Monitor Body Condition Scores for Cow Fertility

February 10, 2016 05:21 PM

By: John Maday

During the recent Cattlemen’s College at the Cattle Industry Convention, University of Florida animal scientist Cliff Lamb, PhD, discussed the close connection between nutrition and reproductive efficiency in beef cows. He also stressed the value of using BCS as a tool for monitoring the nutritional status of cows and thus their likelihood to breed back in a timely manner.

Research has shown, Lamb says, that cows at BCS 3 will, on average, return to estrus in 88 days, while cows at BCS 4 return to estrus in 70 days and BCS 4 cows do so in 51 days. Cows at BCS 4, he adds, will consistently have lower pregnancy rates at 20, 40 and 60 days into the breeding season compared with cows at BCS 6.

While the actual BCS is important, the trend – whether a cow is gaining or losing condition at calving – probably has a greater effect on fertility. Between calving and re-breeding, Lamb says, cows need to meet their nutritional needs for maintenance, plus for lactation, gaining weight lost in calving and repairing the reproductive tract.
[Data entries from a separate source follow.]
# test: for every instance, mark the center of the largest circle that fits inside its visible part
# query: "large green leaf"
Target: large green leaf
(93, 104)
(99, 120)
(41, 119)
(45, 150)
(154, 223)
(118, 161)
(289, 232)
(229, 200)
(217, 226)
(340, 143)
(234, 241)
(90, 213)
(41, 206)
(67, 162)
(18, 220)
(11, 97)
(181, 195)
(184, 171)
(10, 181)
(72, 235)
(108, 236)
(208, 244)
Feeding cows to regain condition during that period usually turns out futile, or cost-prohibitive. Ideally, cows would remain in the BCS range of 5 to 6 year around. With that not being realistic in most production systems, the best bet is to manage cows such that they are gaining condition, or certainly not losing condition, as they head into calving season.

Lamb cites a Florida study in which researchers examined the estrous cyclicity response of heifers to changes in BCS. They developed one group of heifers to BCS 5 and another group to BCS 6, then put both on severely restricted diets to measure at what condition they would stop cycling and how long it would take them to resume cycling once feed was resumed. Both groups stopped cycling once they declined to BCS 3, although, not surprisingly, it took the BCS 7 heifers 90 days longer to become that thin. The heifers that started out at BCS 5 had to return to BCS 5 to return to cycling, and did so in 68 days. The heifers that started out at BCS 7 had to reach BCS 6 to return to cycling, which took, on average, 79 days. Lamb concludes that it is better to maintain females at BCS 5 than to let them decline from BCS 7.